It's been a LONG seven days.
When my daughter received this beautiful hand forged cross from a member of our church on Sunday, I couldn't hold back the tears. After the week I'd had it just meant so much to me.
Let me preface this by sharing something about myself: I LOVE routine. I LOVE stability. I thrive on everything being orderly in my world. I devote a lot of my energy to making sure my life is calm and predictable.
My life has been the OPPOSITE of all of those things this week.
It all started last Sunday when my dad was admitted to the hospital. We didn't think it was serious at first, but a week (and 2 surgeries later), my 83 year old father is still in the hospital, struggling to recover.
Then, last Thursday afternoon, before Grant's piano lesson, I stopped by my father-in-law's house.
He didn't seem "right" to me - he told me he thought he was getting a cold and that he just needed to rest. I didn't feel "right" about that, either, so I called another family member and had them check on him.
By Thursday evening my father-in-law was in the hospital with Sepsis and Pneumonia. Very serious stuff.
During all of this on Thursday, my husband received wonderful news (which I can't share JUST yet, but I will - soon), but this excitement was tempered by the grave concern we had for our dads.
You see, my husband and I have GOOD fathers.
We have fathers who are/were in LASTING, faithful marriages. They stayed in the same job most of their lives. They value hard work, honesty, integrity, and a belief in God.
We have fathers who have dropped everything to be there for us - and in the past 13 years of being a parent I have gained a new appreciation for that sacrificial kind of love.
We have fathers who were there for every swim meet and basketball game - fathers that drove us to college, put up with our dumb mistakes, and made sure we had the best of everything.
My husband's father is like a second father to me. He's the kind of man who would leave Sprite and roses on the front door step when Anna was sick.
Being without either of these men is not something I want to contemplate, but I know our lives on this earth are finite.

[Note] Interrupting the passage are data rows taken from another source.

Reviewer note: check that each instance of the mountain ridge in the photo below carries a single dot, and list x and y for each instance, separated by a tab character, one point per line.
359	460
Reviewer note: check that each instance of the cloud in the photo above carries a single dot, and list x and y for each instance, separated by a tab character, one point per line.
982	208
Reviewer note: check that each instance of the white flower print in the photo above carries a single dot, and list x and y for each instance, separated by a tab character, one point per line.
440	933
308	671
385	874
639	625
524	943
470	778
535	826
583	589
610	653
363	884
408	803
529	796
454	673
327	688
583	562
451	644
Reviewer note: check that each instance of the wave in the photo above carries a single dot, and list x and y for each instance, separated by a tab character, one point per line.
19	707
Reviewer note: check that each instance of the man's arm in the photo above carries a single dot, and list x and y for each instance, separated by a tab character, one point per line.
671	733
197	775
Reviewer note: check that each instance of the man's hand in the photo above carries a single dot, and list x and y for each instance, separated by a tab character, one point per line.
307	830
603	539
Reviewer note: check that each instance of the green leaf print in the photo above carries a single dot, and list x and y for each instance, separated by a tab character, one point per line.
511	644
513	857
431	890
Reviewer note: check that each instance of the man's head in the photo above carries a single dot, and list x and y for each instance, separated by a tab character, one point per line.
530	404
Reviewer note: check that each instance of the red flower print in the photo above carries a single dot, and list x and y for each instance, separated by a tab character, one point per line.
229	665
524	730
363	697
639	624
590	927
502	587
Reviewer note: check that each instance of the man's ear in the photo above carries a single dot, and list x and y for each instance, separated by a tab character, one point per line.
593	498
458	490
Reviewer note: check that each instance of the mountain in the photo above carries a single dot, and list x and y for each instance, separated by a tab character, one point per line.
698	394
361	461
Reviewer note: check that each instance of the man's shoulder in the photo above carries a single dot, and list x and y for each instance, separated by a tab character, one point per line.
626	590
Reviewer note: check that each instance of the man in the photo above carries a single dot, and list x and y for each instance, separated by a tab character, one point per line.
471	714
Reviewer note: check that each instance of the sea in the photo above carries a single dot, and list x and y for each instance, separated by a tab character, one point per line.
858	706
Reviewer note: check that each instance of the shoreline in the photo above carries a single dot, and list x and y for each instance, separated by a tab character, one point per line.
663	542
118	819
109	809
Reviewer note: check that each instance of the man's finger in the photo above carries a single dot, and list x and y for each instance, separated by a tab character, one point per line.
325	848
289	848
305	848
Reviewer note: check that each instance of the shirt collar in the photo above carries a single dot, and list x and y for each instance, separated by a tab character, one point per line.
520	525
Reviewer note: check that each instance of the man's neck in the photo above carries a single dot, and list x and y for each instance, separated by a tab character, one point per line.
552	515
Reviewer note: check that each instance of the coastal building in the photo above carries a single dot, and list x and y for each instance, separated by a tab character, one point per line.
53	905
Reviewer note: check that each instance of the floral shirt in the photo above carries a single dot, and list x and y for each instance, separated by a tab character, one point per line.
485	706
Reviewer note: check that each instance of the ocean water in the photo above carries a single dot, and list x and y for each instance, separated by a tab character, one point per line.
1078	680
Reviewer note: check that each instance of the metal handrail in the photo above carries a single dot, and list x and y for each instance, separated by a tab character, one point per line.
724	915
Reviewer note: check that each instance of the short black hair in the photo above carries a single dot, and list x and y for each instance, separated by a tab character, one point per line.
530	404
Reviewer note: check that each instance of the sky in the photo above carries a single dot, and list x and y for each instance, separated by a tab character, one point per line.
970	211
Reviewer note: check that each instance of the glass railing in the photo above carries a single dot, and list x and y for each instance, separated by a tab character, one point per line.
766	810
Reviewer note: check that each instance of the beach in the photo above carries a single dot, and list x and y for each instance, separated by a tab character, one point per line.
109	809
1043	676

While each of their conditions are still tenative, I think they are improving. We never know what tomorrow holds, but for today they are recovering slowly but surely.
The past week has been a blur to say the least.
We've learned a lot of medical terms, navigated insurance, and spent endless hours on the phone.
Sunday morning my husband and I made it a priority to be with our church family. Our church is a source of strength for me. Many of our friends at church are as close to us as family.
My husband and I had tears streaming down our cheeks as we listened to the prayers of the church:
Lord God, your Holy Word commands us to pray without ceasing. When we are disheartened, help us to pray for encouragement. When we are feeling alone, let us take our despair to you and find peace. When we grieve, let us take our tears to you in prayer and find solace. When we are joyful, let us offer prayers of thanksgiving and share your love with others. In all things, at all times, let us seek your wisdom and grace in prayer. Help us remember to take one day at a time and one prayer at a time.
So I'm taking things one day and one prayer at a time.
Amidst the events of the week, there is SO MUCH to be thankful for. I'm choosing to focus on this, because it is every bit as important as the hard stuff.
If you are having a difficulty in your life right now, I encourage to just take it one day, one prayer at a time.
That's the most we can do - and I am confident that IS enough.